Results of this review will be synthesised using both the narrative synthesis and meta-analysis as described in the planned review [15]. Narrative synthesis will be used for descriptive analysis whilst random-effects aggregate data meta-analysis will be used to combine all numerical findings from the included studies. Assessment of bias will also be analysed using the meta-analysis and funnel plots will be produced using the RevMan software and statistical significance at 95% using t test will be inferred. Higgins and Thompson’s I2 statistic is going to be used to assess heterogeneity, where a 0% will indicate no heterogeneity and increase in percentage will indicate increase in heterogeneity, which will be significant at p value of less than or equal to 0.05 [17]. STATA Statistical package is going to be used to run the meta-analysis and tables and forest plots will be used to present estimates.

Reporting

The PRISMA statement will guide this systematic review and its findings [12].

Discussion

A systematic review of the published literature to identify different treatment methods that are currently being used to treat cervical cancer in HIV-seropositive women in developing countries will be undertaken.
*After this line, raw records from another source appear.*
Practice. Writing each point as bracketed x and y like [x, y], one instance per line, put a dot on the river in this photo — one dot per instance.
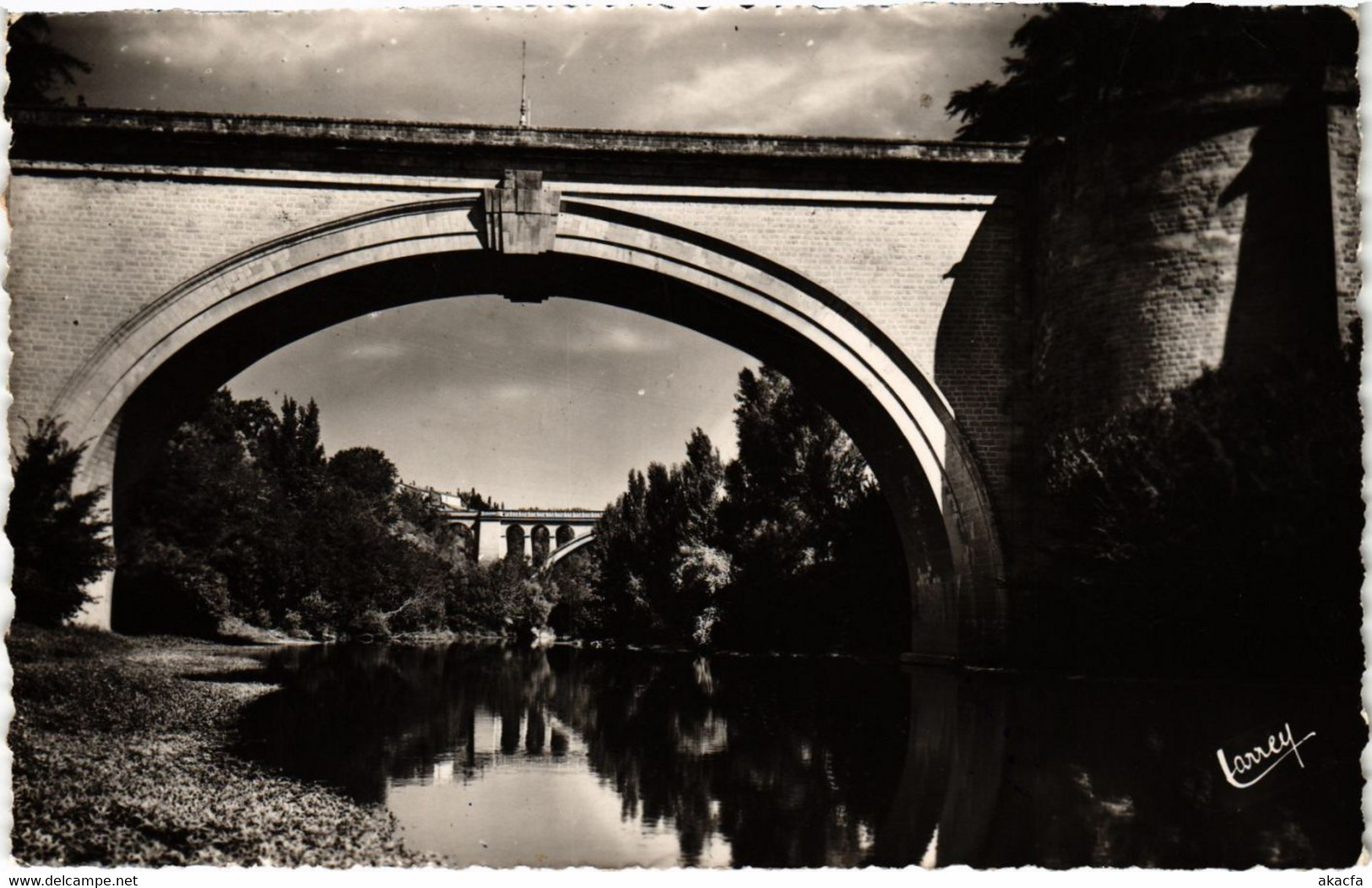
[559, 756]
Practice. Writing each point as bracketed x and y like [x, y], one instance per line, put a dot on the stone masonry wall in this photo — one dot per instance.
[89, 252]
[1163, 247]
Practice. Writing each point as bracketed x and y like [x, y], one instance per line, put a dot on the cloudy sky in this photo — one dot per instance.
[594, 392]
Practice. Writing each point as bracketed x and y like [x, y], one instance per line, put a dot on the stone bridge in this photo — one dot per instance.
[544, 535]
[941, 301]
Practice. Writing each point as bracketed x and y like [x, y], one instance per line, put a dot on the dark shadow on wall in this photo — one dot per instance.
[977, 355]
[1286, 294]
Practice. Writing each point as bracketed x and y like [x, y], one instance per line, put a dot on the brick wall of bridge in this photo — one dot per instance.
[1205, 230]
[940, 280]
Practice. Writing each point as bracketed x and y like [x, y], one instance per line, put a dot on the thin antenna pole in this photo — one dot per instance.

The review will investigate the different treatment methods of cervical cancer for HIV-seropositive women in developing countries and sources of heterogeneity within the studies. The evidence generated from this review will be used to address the gap that exist in this area as well as provide a basis for future research, cervical cancer policies and cervical cancer interventions. The strengths and limitations for this review will be considered and the review findings will be discussed in the context of other reviews and evidence that are relevant.